The original act of 1788, while it has been subjected by the Court of Errors and Appeals to severe criticism regarding its validity in Hoagland v. Wurts, 12 Vroom 175, yet in face of the doubts there expressed, was indirectly upheld on the foundation of inveterate usage, and because the ancient custom placed the drainage scheme in the hands of the interested parties. I say indirectly upheld because the act was not directly involved in that case, but its approval was so clearly and forcibly put, and so pronounced, as to amount almost to a direct deliverance upon the subject. This court, in State, Kean, pros., v. Driggs Drainage Co., 16 Id. 91, and Benjamin v. Bog and Fly Meadow Co., 39 Id. 197, refers approvingly to the reasons put forth in that case for holding valid the ancient drainage schemes.

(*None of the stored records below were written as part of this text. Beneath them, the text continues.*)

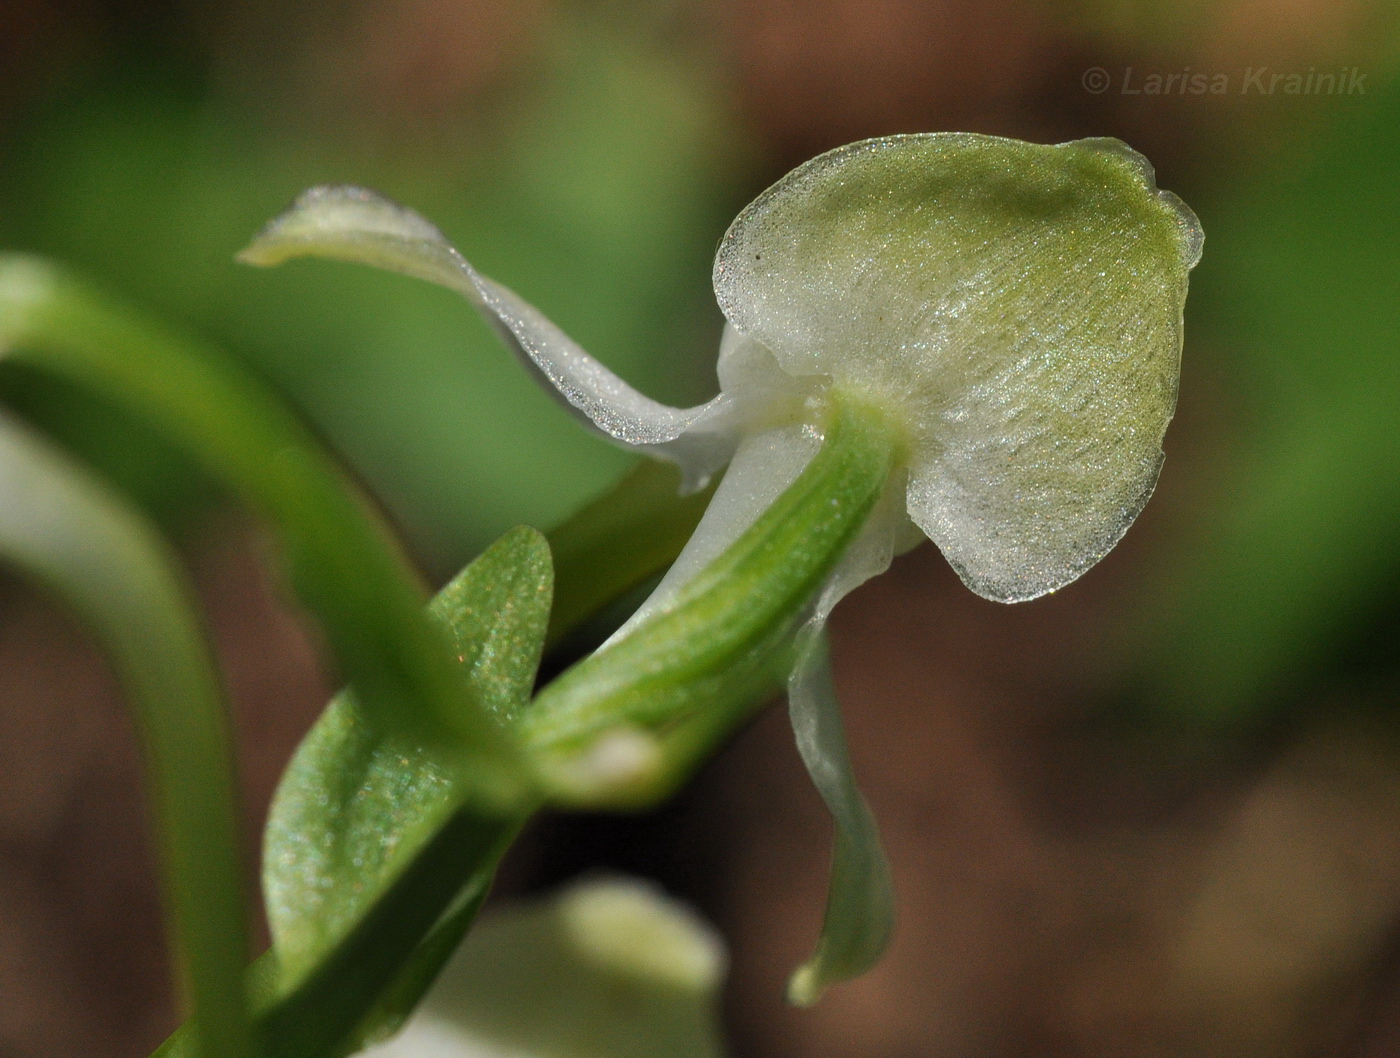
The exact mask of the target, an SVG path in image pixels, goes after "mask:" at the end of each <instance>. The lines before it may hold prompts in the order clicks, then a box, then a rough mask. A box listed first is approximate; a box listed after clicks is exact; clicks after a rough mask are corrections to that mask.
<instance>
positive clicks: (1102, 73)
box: [1079, 66, 1112, 95]
mask: <svg viewBox="0 0 1400 1058" xmlns="http://www.w3.org/2000/svg"><path fill="white" fill-rule="evenodd" d="M1110 81H1112V78H1110V77H1109V71H1107V70H1105V69H1103V67H1102V66H1091V67H1089V69H1088V70H1085V71H1084V77H1081V78H1079V83H1081V84H1082V85H1084V91H1086V92H1089V94H1092V95H1102V94H1103V92H1106V91H1109V83H1110Z"/></svg>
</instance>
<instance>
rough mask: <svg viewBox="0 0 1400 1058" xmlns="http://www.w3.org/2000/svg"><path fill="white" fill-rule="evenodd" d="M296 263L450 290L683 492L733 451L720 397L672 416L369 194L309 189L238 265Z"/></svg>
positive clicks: (283, 214) (421, 218)
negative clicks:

The original act, then, being a proper exercise of legislative power, and the proceedings thereunder being completed, and the present owners, having acquired their holdings with knowledge thereof, established certain rights between the parties, *649and perhaps created a servitude in favor of each of the tracts upon all the other tracts. It was undoubtedly such a right in each owner in the lands of each of the other owners as amounted to property. The act of 1904 divested these owners of property rights without compensation, and without due process of law, for the language of the act appears to be mandator]', obliging the commissioners, by an express direction, to make the order discharging the applicant from all future obligations.
The act is therefore invalid as depriving persons of property without due process of law, at least so far as it extends to parties who had acquired their rights before its approval.
The order made by the Court of Common Pleas wiil be set aside, with costs.